Have you ever done rock climbing? Did you enjoy it? I climb mountains, but I do not enjoy rock climbing! For 39 years I have been part of a group of seven men -- all Fuller alums -- who have been climbing mountains and exploring back country wilderness together. After a foolish first trip into the local mountains we signed up for the Sierra Club's Basic Mountaineering Training Course, to learn the skills that might have prevented the mistakes of our first trip. Rock Climbing was in the curriculum. I did not enjoy it. I am afraid of falling. I climb mountains, but I am afraid of heights!
I have been out on the rock face, standing on a little ledge, one hand clinging to a small knob, the other wedged in a slivered crack. Don holds my belay rope and encourages me to search for the next hold. But I am certain I will fall. I get what we call "sewing machine leg," where my leg jiggles so violently I am sure I will slip off the tiny ledge. In ministry, in leadership, in life, there are many precariously small ledges. What comes to mind for you?

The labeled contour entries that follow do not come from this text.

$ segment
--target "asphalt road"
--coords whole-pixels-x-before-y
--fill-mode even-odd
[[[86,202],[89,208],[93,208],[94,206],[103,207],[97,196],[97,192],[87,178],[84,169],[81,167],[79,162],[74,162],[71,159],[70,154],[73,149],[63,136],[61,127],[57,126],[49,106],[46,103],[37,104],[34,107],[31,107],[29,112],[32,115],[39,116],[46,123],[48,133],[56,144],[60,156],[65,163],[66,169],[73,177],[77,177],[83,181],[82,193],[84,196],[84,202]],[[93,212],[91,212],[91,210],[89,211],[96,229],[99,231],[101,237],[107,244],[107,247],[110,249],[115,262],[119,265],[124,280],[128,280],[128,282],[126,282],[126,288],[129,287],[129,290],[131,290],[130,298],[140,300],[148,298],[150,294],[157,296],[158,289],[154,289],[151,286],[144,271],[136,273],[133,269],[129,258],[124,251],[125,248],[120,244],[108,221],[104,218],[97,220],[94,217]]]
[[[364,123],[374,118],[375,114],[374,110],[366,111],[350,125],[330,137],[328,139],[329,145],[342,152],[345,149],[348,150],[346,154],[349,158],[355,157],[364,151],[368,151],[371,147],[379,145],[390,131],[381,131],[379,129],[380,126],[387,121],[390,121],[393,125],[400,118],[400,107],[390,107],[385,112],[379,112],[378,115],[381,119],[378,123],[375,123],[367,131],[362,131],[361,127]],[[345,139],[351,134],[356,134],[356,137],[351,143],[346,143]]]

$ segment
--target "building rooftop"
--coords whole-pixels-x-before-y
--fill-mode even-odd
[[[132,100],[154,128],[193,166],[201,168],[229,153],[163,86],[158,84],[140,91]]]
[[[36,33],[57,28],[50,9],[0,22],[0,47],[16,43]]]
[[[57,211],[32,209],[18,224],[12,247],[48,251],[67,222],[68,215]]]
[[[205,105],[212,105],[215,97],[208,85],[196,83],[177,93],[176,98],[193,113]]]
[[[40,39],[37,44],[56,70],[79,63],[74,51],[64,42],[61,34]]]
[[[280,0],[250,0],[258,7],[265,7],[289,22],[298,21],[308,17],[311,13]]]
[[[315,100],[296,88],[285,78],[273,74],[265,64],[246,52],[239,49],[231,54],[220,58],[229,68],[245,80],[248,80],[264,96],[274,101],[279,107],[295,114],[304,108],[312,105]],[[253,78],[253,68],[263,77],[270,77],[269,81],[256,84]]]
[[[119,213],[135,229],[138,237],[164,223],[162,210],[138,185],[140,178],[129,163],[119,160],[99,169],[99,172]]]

Finally, with Don's affirmation I stretch for a small handhold just beyond my arm's length. I reach...I miss...and I fall. But the fall is not fatal. I drop about 18 inches. Don is paying attention. He holds tightly to the belay rope and stops my fall, holding me secure until I can regain my footing and begin climbing again. And I needed to fall. When I fell and experienced the security of the rope, I learned to trust the rope and to trust Don. That trust gave me the courage to risk the climb, and without further thought I scampered up that rock face.

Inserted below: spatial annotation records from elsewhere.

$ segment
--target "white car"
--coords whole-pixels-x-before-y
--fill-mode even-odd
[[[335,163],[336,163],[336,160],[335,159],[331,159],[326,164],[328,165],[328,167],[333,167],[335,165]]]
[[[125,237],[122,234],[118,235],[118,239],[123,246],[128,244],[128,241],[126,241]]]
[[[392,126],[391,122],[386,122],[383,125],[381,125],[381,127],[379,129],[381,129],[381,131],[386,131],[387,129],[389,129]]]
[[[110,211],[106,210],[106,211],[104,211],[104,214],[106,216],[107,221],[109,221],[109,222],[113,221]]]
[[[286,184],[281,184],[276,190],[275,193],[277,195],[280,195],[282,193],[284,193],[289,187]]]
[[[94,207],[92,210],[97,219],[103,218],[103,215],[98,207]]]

This, for me, is a powerful metaphor for the mentoring relationship. Mentoring is a mentoree initiated and directed learning relationship. As we engage the journey of life, leadership, and calling, we seek out men and women to serve as resources for learning from life. "Mentors" are not directive authorities; they seldom give advice. They are not responsible for our learning and growth -- but they hold our rope. They listen, they affirm, they ask questions to clarify and broaden our perspective. They encourage us to consider who we intend to become. They share stories of their own journey in which we can learn from their risks, success, and failures. They provide a safe space, a relationship in which we can comfortably learn from our falls and failures and regain the courage to risk growth. Mentors are wonderful at affirming our successes, but they are invaluable at encouraging learning from our failures.
The belay rope does not stop you from falling; it keeps your fall from being fatal. It holds you secure until you can regain your footing, reclaim your confidence. Don does not pull me up the mountain; he does not climb for me. He affirms, encourages, keeps my fall from being fatal, and holds me secure while I learn from my failure and determine how to continue the climb from here.
My life has been graced by mentoring relationships. God has sent men and women across my path for over 57 years to serve as mentors -- encouraging learning resources -- as I risk the next steps of my journey. What gifts!
When you find yourself on a tight ledge with shaky legs and an ambiguous path forward, who has your rope? When you call out "On Belay," who responds, "Belay On -- I am here, go ahead, take the risk, live."
Walter C. Wright, Jr. is Senior Fellow at the Max De Pree Center for Leadership at Fuller Theological Seminary.